What Do Disability and Retirement Plans Have in Common?

By: Lisa Greenwald

The more research I do in these areas, the more I’ve come to appreciate the important similarities and interconnectedness of workplace disability insurance and retirement plans. At their core, I believe these benefits aim to achieve the same goal – income replacement.

Employees save for retirement, albeit modestly, not to simply have a pile of money at age 65, but rather because of the income that money can provide when they are no longer working. Many of Greenwald’s studies show that being able to generate retirement income from savings is just as important to employees as being able to save enough in the first place, if not more so. The end goal of retirement savings is income.

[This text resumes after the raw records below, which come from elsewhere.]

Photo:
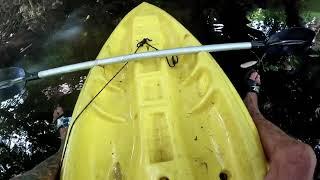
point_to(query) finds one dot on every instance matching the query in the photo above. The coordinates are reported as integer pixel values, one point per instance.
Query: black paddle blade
(11, 82)
(290, 41)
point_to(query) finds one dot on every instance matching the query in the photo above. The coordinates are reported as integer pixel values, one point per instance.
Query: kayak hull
(147, 120)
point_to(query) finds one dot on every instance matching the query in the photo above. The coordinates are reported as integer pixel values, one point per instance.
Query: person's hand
(255, 77)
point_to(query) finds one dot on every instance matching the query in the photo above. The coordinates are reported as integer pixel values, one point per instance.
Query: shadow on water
(52, 33)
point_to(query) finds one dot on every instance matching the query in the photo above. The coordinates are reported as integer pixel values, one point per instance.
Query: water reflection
(47, 37)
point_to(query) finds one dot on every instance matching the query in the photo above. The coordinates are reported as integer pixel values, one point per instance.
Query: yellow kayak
(160, 119)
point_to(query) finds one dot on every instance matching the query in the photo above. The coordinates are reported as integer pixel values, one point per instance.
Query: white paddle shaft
(145, 55)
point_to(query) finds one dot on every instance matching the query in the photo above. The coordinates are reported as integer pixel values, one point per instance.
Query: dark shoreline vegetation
(40, 34)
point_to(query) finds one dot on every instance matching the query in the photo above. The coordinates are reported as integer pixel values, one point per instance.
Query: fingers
(255, 77)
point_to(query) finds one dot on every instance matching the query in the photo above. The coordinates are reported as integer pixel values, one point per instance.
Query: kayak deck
(147, 120)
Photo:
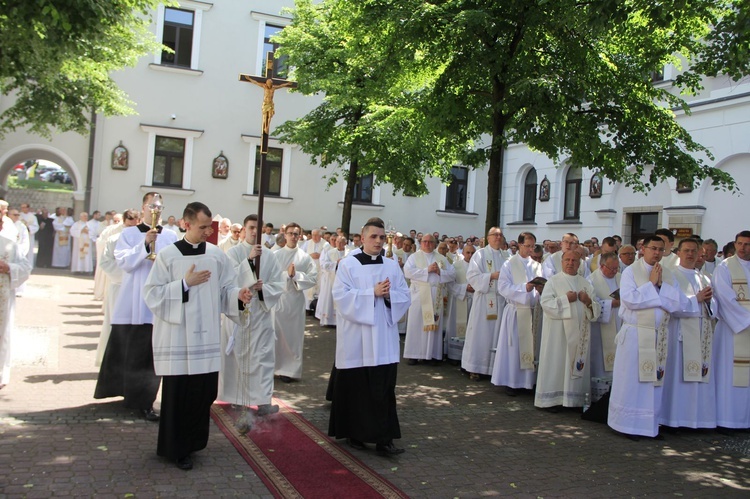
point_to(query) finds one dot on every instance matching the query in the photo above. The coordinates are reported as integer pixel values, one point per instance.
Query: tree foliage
(370, 120)
(569, 78)
(56, 58)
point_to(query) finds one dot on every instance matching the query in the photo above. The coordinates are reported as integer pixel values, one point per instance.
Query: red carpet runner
(295, 459)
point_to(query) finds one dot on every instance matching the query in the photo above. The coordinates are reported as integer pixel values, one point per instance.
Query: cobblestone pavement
(463, 438)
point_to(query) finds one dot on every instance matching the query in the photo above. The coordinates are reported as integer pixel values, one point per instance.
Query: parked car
(57, 177)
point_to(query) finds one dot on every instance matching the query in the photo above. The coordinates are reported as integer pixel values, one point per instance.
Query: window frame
(576, 184)
(529, 200)
(254, 143)
(198, 8)
(177, 133)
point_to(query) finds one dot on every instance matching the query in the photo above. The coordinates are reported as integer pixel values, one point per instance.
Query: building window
(274, 162)
(169, 161)
(529, 196)
(280, 67)
(455, 193)
(178, 36)
(180, 30)
(572, 208)
(363, 190)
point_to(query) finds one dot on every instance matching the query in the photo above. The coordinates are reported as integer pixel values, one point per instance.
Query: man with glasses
(430, 274)
(731, 347)
(627, 256)
(521, 320)
(669, 259)
(553, 264)
(606, 283)
(648, 295)
(32, 224)
(300, 273)
(483, 327)
(235, 233)
(248, 343)
(689, 397)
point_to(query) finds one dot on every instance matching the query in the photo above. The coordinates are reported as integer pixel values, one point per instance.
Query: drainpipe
(90, 165)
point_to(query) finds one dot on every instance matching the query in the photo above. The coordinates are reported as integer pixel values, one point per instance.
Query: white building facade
(195, 117)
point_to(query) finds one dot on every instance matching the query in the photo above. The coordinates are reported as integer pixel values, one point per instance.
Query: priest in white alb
(731, 347)
(249, 343)
(648, 295)
(14, 270)
(371, 296)
(191, 283)
(521, 323)
(430, 274)
(81, 258)
(483, 326)
(606, 282)
(689, 398)
(325, 312)
(564, 367)
(299, 273)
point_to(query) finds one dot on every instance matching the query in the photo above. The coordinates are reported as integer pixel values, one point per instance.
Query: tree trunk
(351, 181)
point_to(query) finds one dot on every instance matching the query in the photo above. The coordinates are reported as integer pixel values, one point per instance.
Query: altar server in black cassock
(191, 284)
(371, 296)
(127, 368)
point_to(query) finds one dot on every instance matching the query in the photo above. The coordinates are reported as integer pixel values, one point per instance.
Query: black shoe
(150, 415)
(267, 409)
(355, 444)
(185, 463)
(388, 449)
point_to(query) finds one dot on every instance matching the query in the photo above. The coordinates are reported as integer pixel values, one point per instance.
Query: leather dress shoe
(266, 409)
(355, 444)
(150, 415)
(388, 449)
(185, 463)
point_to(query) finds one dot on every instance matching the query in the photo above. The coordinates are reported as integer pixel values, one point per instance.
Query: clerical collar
(366, 259)
(188, 248)
(145, 228)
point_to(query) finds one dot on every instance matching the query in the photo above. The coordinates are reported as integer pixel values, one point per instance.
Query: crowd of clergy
(658, 332)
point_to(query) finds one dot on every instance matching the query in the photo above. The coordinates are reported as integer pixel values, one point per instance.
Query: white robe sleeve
(163, 293)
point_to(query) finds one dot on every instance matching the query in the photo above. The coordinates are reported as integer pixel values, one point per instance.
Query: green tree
(370, 120)
(56, 58)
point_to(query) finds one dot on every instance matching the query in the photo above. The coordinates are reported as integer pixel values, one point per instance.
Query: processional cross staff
(269, 84)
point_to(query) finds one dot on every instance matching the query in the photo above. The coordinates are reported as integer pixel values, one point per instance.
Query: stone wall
(40, 199)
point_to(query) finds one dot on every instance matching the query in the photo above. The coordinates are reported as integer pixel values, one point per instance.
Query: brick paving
(463, 438)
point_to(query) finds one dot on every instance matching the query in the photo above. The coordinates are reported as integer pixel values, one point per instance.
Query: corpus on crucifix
(269, 84)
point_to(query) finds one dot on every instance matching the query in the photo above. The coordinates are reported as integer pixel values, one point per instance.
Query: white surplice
(482, 332)
(507, 368)
(609, 318)
(81, 256)
(187, 335)
(62, 243)
(246, 375)
(19, 272)
(634, 405)
(289, 314)
(690, 404)
(421, 344)
(112, 280)
(733, 402)
(325, 311)
(367, 328)
(562, 336)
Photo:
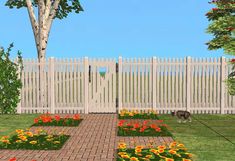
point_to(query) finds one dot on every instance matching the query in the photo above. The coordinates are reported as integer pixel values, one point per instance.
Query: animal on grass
(183, 116)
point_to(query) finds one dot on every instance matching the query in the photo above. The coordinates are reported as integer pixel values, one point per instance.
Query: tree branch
(47, 10)
(52, 14)
(33, 21)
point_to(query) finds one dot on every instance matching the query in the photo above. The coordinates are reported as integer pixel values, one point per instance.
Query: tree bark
(41, 30)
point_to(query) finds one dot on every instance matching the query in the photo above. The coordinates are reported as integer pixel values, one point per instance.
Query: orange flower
(136, 125)
(161, 147)
(139, 147)
(76, 117)
(169, 159)
(172, 151)
(13, 159)
(57, 117)
(186, 159)
(36, 120)
(134, 159)
(158, 129)
(161, 150)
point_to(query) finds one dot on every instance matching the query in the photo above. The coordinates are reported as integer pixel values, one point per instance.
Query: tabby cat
(182, 116)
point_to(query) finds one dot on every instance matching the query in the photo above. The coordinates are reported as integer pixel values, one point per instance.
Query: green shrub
(10, 84)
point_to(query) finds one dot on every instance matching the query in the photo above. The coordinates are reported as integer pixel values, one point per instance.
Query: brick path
(95, 139)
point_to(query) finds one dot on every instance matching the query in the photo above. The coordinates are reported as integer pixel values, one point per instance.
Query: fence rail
(193, 84)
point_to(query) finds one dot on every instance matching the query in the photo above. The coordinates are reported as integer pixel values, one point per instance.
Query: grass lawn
(9, 123)
(208, 137)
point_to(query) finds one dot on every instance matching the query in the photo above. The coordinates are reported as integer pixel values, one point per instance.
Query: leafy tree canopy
(65, 6)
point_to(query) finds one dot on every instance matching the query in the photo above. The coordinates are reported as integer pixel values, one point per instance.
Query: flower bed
(143, 129)
(48, 120)
(27, 140)
(175, 152)
(136, 114)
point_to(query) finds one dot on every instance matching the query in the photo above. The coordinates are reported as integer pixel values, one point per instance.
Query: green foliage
(223, 30)
(65, 6)
(10, 84)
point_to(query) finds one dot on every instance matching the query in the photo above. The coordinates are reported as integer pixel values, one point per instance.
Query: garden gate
(102, 86)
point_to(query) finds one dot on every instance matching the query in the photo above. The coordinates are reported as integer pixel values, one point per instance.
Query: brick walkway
(95, 139)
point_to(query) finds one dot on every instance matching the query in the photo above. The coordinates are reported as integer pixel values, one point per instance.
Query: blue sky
(107, 28)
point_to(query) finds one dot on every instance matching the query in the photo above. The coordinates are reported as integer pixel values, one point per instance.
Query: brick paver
(95, 139)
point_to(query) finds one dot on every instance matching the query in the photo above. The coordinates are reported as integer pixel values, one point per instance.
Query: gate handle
(89, 73)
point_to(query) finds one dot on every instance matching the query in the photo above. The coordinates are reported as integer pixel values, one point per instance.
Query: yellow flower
(33, 142)
(122, 153)
(139, 147)
(131, 114)
(153, 151)
(125, 156)
(180, 145)
(172, 151)
(23, 138)
(29, 134)
(5, 137)
(148, 156)
(49, 136)
(169, 159)
(6, 141)
(161, 150)
(186, 159)
(189, 154)
(19, 131)
(138, 150)
(161, 147)
(49, 139)
(56, 142)
(134, 159)
(18, 141)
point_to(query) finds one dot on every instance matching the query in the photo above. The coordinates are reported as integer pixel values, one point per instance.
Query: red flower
(145, 122)
(36, 120)
(145, 127)
(230, 28)
(57, 117)
(142, 130)
(153, 126)
(76, 117)
(13, 159)
(232, 61)
(120, 124)
(136, 125)
(158, 129)
(159, 121)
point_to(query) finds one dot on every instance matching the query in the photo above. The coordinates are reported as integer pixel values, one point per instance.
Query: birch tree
(223, 30)
(48, 10)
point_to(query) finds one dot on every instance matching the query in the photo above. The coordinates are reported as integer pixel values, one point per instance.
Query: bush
(10, 84)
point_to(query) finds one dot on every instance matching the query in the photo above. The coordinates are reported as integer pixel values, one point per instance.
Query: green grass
(9, 123)
(206, 136)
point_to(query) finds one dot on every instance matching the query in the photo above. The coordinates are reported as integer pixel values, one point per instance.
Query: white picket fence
(75, 85)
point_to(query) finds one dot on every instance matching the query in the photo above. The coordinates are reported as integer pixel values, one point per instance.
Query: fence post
(119, 84)
(86, 66)
(222, 86)
(19, 77)
(188, 83)
(52, 85)
(154, 83)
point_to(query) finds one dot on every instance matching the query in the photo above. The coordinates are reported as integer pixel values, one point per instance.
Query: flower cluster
(175, 151)
(144, 129)
(25, 139)
(47, 119)
(145, 114)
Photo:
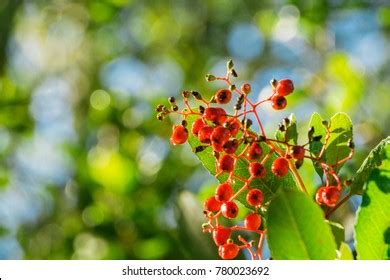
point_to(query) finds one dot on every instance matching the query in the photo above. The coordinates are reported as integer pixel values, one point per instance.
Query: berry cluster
(230, 138)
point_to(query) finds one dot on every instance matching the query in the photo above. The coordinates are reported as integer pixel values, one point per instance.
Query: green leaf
(373, 160)
(268, 185)
(338, 232)
(290, 134)
(297, 229)
(372, 230)
(345, 253)
(337, 147)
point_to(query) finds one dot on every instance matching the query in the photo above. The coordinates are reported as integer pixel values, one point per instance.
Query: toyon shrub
(259, 175)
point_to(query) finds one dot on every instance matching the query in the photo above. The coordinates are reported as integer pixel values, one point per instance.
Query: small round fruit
(216, 115)
(226, 163)
(280, 167)
(229, 209)
(257, 170)
(223, 96)
(228, 251)
(298, 152)
(212, 205)
(319, 194)
(330, 196)
(204, 134)
(278, 102)
(284, 87)
(221, 235)
(179, 135)
(223, 192)
(233, 125)
(255, 197)
(252, 221)
(254, 152)
(197, 125)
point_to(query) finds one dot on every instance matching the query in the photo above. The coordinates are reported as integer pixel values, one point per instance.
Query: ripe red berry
(252, 221)
(197, 125)
(255, 197)
(278, 102)
(179, 135)
(216, 115)
(229, 209)
(330, 196)
(284, 87)
(233, 125)
(319, 194)
(246, 88)
(298, 152)
(280, 167)
(220, 135)
(228, 251)
(212, 205)
(221, 235)
(254, 152)
(230, 146)
(223, 192)
(257, 170)
(226, 163)
(223, 96)
(204, 134)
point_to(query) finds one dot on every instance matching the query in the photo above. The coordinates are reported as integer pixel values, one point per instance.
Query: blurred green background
(86, 171)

Disability insurance also aims to replace income. In addition to other known benefits, it protects an employees’ ability to continue saving for retirement if there is a stoppage in work. A disabling event can bring an employee’s already shaky retirement plan to its knees. And it’s far more common than most employees and employers think. Disabled employees may stop retirement plan contributions or may withdraw or take loans from retirement plans to make up for their lost income. A study conducted for Unum and CFA in 2013 found that more than four out of five disabled employees (85%) cut back or completely stopped saving for retirement and another 67% used savings that were intended for retirement to support themselves during their disability. Among those receiving long-term disability benefits, only 7% cut back on retirement savings.

The perceived importance of these benefits, however, is dramatically different. Employers and employees have now long accepted the importance of workplace retirement plans and the need to save. Retirement benefits rate as the second most important benefit for employees, following health insurance, according to the 2014 Health & Voluntary Workplace Benefits Survey conducted by EBRI and Greenwald. While six in ten call health insurance most important, retirement plans rank a distant second at 12%. Just 1% of employees feel disability is most important, and another 4% call it second most important.

The recognized importance of retirement plans drove plan providers and employers to adopt automatic enrollment, and now auto-escalation. But here’s another interesting similarity between retirement plans and disability insurance – employees favor automatic-enrollment into both. Two-thirds of employees believe it is good idea for employers to automatically enroll employees into a disability insurance plan and set up automatic contributions from workers’ paychecks. This is the same share of employees who favored automatic enrollment into retirement plans back in 2009. This is encouraging news that, along with other data, suggests that employees understand their need for disability coverage perhaps better than their employers do and they are willing to be defaulted into plans that can help them.

I look at the common goal and interrelated nature of these products and can’t help but think that we’re missing an opportunity to elevate the perceived importance of disability insurance by tying it to retirement and retirement plans. Perhaps all we need is a change in messaging or positioning or perhaps it’s a product or rider that guarantees retirement plan contributions continue if one becomes disabled. However we approach it, I believe employers and employees need to better understand the impact a disability can have on our most important financial goals – saving for retirement and retirement income. We have to connect the dots and I don’t think it’s that big of a leap. Use disability coverage to protect retirement. Use retirement to elevate the importance placed on disability coverage.